Sales professionals who employ this style are known for superior listening and problem solving skills that earn them trust and respect. Consultants excel at positioning their product as the solution that will meet client needs. Their shortcoming is that they tend to neglect valuable case studies and client success stories that can help clinch still more sales. This type has the greatest potential to ascend to the Expertgroup.
Storytellers love to provide case studies because they are talkers and they love a good story! The downside is, they often talk past the sale and waste much valuable time in unproductive sales calls.
Members of this group are earnest, enthusiastic, know their product inside-out and believe in it deeply. Typically, Focusers are new to sales and therefore lack the experience that promotes confidence. Focusers are known to exhaustively detail every product feature and benefit, because they haven’t yet learned to ask the customer questions about his/her priorities.
Narrators know the product cold and they’re well-versed in the nuances of the competitive landscape, but they are overly dependent upon a sales script, so they deliver the dreaded “canned” sales presentation. Many, but by no means all, Narrators are new to sales.

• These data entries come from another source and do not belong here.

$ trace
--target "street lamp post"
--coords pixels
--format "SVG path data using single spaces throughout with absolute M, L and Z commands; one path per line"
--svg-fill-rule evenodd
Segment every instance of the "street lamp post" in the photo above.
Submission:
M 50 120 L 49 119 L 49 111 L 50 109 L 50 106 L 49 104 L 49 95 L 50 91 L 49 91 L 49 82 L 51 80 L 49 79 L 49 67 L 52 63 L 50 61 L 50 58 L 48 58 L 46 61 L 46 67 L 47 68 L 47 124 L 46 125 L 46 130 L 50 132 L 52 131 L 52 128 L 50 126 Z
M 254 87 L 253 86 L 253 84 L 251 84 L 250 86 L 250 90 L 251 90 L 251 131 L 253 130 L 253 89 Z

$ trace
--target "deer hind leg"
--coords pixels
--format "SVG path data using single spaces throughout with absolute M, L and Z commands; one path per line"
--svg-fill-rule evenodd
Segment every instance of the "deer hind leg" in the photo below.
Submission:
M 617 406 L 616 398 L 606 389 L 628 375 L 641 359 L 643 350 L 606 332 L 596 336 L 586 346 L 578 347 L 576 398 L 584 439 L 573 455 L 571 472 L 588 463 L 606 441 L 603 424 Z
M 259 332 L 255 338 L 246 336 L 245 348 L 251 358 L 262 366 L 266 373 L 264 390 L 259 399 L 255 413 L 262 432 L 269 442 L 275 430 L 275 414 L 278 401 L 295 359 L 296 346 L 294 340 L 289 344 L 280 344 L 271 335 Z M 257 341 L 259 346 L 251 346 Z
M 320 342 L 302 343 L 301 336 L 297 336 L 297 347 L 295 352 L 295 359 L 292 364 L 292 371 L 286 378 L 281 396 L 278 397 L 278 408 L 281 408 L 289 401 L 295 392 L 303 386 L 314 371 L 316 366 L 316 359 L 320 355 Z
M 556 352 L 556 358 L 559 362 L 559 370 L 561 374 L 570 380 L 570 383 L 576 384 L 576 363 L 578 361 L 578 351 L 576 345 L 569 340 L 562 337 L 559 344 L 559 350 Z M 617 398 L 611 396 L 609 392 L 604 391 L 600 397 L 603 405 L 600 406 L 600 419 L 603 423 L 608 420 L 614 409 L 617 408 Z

They, too, lack confidence and cling tenaciously to marketing materials as they present. Members of this group do not respond well to challenging questions or objections.
Socializers may initially charm clients with friendly banter about various interesting and amusing subjects, but these folks forget their objective and don’t know how to get down to business. They make many friends, but few sales.
As far as practitioners of this selling style are concerned, a sales call is primarily a price negotiation. They are sometimes able to score big wins and they rarely concede much. Unsurprisingly, clients can be turned off by their often combative approach.
So how can you join the Best Sales Professional group? Incorporate these strategies into your sales presentations and watch your success ratio increase:
- Stay on message. Every sales presentation should convey a single major theme.
- While conveying the primary theme, limit yourself to three main points that focus on customer priorities and preferences. Let your words paint a picture of how your product or service will deliver what the customer values most.
- Use case studies or stories that illustrate how a customer with a similar profile and objectives successfully uses your product or service. Present a case study that is clear, concise and compelling and will encourage the customer to envision meeting expectations and building a successful business relationship with you.